Lattitude has provided an excellent ladder of support for me and other volunteers to help with any issues we might have had.  I talk with my parents in New Zealand usually weekly and talk with my friends at home perhaps monthly through messenger.

My role as a volunteer hasn’t changed much during my time in Poland but I think now I definitely feel much more comfortable teaching and presenting in front of classes and audiences. I’ve also started teaching private lessons with students outside of school times which is great to be gaining additional experience. COVID in Poland has not really changed much about living and teaching in Poland apart from having to follow some precautions such as remembering to disinfect your hands and wear masks, and abide by certain rules from the government and the school regarding where you should be wearing your mask.
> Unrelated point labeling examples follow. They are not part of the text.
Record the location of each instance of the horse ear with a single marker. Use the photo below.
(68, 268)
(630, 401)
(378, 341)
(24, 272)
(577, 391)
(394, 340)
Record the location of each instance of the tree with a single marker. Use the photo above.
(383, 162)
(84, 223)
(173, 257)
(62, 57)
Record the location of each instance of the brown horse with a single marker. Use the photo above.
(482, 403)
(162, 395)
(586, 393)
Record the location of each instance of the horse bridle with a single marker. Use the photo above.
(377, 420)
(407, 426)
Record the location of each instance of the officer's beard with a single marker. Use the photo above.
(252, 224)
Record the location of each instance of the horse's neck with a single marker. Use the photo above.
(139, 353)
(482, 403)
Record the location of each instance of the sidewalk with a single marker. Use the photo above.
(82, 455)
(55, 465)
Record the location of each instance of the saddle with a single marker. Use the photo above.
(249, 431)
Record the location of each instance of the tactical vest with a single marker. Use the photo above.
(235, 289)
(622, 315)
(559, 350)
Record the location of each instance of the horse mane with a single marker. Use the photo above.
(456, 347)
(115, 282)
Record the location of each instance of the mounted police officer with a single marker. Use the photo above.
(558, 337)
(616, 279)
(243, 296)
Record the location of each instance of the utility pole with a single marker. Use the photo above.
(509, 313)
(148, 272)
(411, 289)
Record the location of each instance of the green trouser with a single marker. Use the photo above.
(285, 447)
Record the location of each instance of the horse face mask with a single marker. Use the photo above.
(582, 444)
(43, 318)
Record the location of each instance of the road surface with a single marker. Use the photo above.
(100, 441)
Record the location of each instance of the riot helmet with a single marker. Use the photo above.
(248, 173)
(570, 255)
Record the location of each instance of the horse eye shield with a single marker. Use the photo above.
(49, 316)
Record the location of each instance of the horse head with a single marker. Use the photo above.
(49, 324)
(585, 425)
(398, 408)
For my gap year in Poland, I mostly came to experience something new, learn something and gain new life skills. Even though COVID had an affect on the experience it did not prevent me from doing these things. I just had to keep an open mind and the problems of COVID were usually pretty easy to navigate around. Now after spending 8 months in Warsaw I’m also comfortable travelling around Warsaw and can speak and understand the language well enough to manage most situations.

In terms of wisdom gained from this experience, I’ve learnt that no matter how much you think you know about something, there is always something interesting and new to learn about it. I realised that keeping your mind open and trying something new and interesting is so important for your own personal growth.